Winrevair

Treatment with Winrevair should be started and supervised by a doctor experienced in the diagnosis and treatment of PAH. The medicine can only be obtained with a prescription.

Winrevair is available as a powder to be mixed with water to make a solution. It is given by injection under the skin of the abdomen (belly), upper arm or upper thigh, every 3 weeks. Patients or their caregiver may inject Winrevair themselves after they have been trained to do so. 

Because Winrevair can increase the level of haemoglobin (the protein in red blood cells that carries oxygen around the body) and decrease the level of platelets (components that help the blood clot), the doctor will check these levels before each of the first 5 doses of Winrevair. These tests will then be repeated every 3 to 6 months. The doctor may need to adjust the dose, interrupt or stop treatment if certain side effects occur.

For more information about using Winrevair, see the package leaflet or contact your doctor or pharmacist. 

A first main study showed that Winrevair was more effective than placebo (a dummy treatment) at improving the ability of adults with class II and III PAH to exercise. The main measure of effectiveness was the difference in the distance patients could walk in 6 minutes before and after treatment.

In this study, involving 323 people with class II and III PAH, after 24 weeks of treatment, Winrevair given in addition to other PAH medicines improved the distance patients could walk in 6 minutes by around 34 meters, compared with 1 meter in patients who had placebo.

A second main study in 172 people with class III and IV PAH showed that, when Winrevair was given with other PAH medicines, around 17% of people had a poor outcome, compared with around 55% of those given placebo with other PAH medicines. Poor outcomes included being admitted to hospital for more than 24 hours, lung transplantation or death. 

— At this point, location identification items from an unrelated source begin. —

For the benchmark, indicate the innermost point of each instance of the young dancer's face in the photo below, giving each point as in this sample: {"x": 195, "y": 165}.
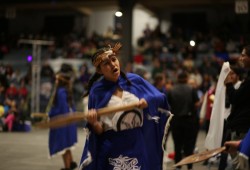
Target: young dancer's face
{"x": 110, "y": 67}
{"x": 244, "y": 59}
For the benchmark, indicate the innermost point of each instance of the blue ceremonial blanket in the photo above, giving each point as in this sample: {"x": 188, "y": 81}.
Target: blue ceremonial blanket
{"x": 138, "y": 148}
{"x": 64, "y": 137}
{"x": 245, "y": 145}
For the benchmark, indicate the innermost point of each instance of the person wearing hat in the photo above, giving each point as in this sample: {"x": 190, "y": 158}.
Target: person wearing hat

For the full list of side effects and restrictions with Winrevair, see the package leaflet.

The most common side effects with Winrevair (which may affect more than 1 in 10 people) include headache, epistaxis (nosebleed), telangiectasia (small red blood vessels in the skin), diarrhoea, increased haemoglobin levels, dizziness, back pain, rash, thrombocytopenia (low levels of blood platelets) and bleeding of the gums.

Some side effects can be serious. The most frequent serious side effects with Winrevair (which may affect up to 1 in 100 people) include thrombocytopenia, epistaxis and dizziness.

Winrevair must not be given to patients whose platelet levels are consistently low (less than 50 x 109/L) as it may increase the risk of bleeding. Winrevair should also not be used during pregnancy as it may harm the unborn baby. 

At the time of authorisation, existing treatments for PAH often did not control the disease well enough and people with PAH still had a shorter life expectancy, highlighting a need for additional treatments.

Winrevair was shown to improve the ability of people with PAH class II and III to exercise and to reduce the risk of poor outcomes in those with class III and IV disease. 

Regarding safety, the side effects of Winrevair were considered manageable. There are limited data about the cardiovascular (affecting the heart or blood circulation) safety of Winrevair and more data are required. The company was requested to provide further results from studies with Winrevair to evaluate the cardiovascular safety of the medicine. 

The European Medicines Agency therefore decided that Winrevair’s benefits are greater than its risks and it can be authorised for use in the EU. 

Recommendations and precautions to be followed by healthcare professionals and patients for the safe and effective use of Winrevair have been included in the summary of product characteristics and the package leaflet.

As for all medicines, data on the use of Winrevair are continuously monitored. Suspected side effects reported with Winrevair are carefully evaluated and any necessary action taken to protect patients.